I dread that day.  I dread ever having to leave these people.  I dread going separate ways and growing apart and having to deal with the repercussions of changing times.  I sound like a drama queen because I am, but I desperately loathe having to call these days over.

It's so funny how friendships wax and wane.  How, one day, I call her and him my friend, while the next day, it's them and her and him over there.  The people that I thought I'd never lose - I did.  I guess that's how it's supposed to go.  Not that I'm supposed to end all of my friendships periodically, but that in different seasons, the heart yearns for different things.

There is something deeply rooted in the friendships that we create, especially those special ones that we know are sent straight from the Lord himself.  There is something deep, deep, deep in those relationships that send you weeping at the thought of conclusion.  There is something in that pursuit - that continual commitment to tough it out, even in seasons of depression or loneliness or other friends put first or busyness or seasons better spent with some distance.  There is something there worth fighting for.

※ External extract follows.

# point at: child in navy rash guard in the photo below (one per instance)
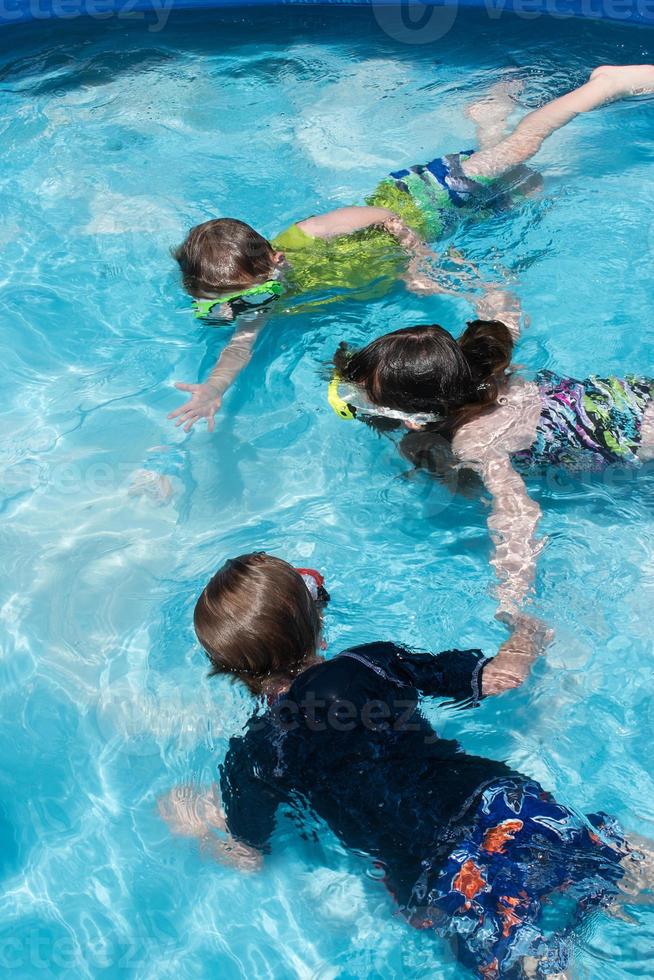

My prayer for myself is that I would see the beauty in the flowers that grow around me.  That I would see my friends as exactly that - mine.  My heart smiles at the sheer thought that the Lord would send some people my way for me to love on and grow with.  Community is such a special thing and it used to be something I could care less about.  But it is so necessary and so, so beautiful.

I'm not sure what I wanted these words to be about.  I feel that I often talk about community and about clutching these times.  But with every passing day, I fear that I am holding them too loosely and that I am missing the sweet things in it all.  I fear giving too few hugs and letting too many days go and not writing enough thank you cards.  I shiver at the thought of watching the times pass.

I guess that's one of my goals for the year.  I'm not really a "resolution" person, but I do think that we should establish goals.  Overarching-ly, my goals are to 1. celebrate more, 2. love deeper, and 3. be brave.  Amidst that, one thing that I seek to accomplish to declutter my life (my possessions, my facebook friends, my pictures, all the things that I'm hoarding) and to be more intentional about the things that pass the clutter cut (the things that matter most to me).  I pray that creating a heart for what really matters will help me to hug these days.

Jesus, help me to not take these times for granted.  Help me to hug these days tightly and to see Your hand in them always.  Help me to love You deeply and to love others well.  Help me to be all that You want for me to be.  Help me to make this the best year yet - I'm trusting you when you said that the best is yet to come.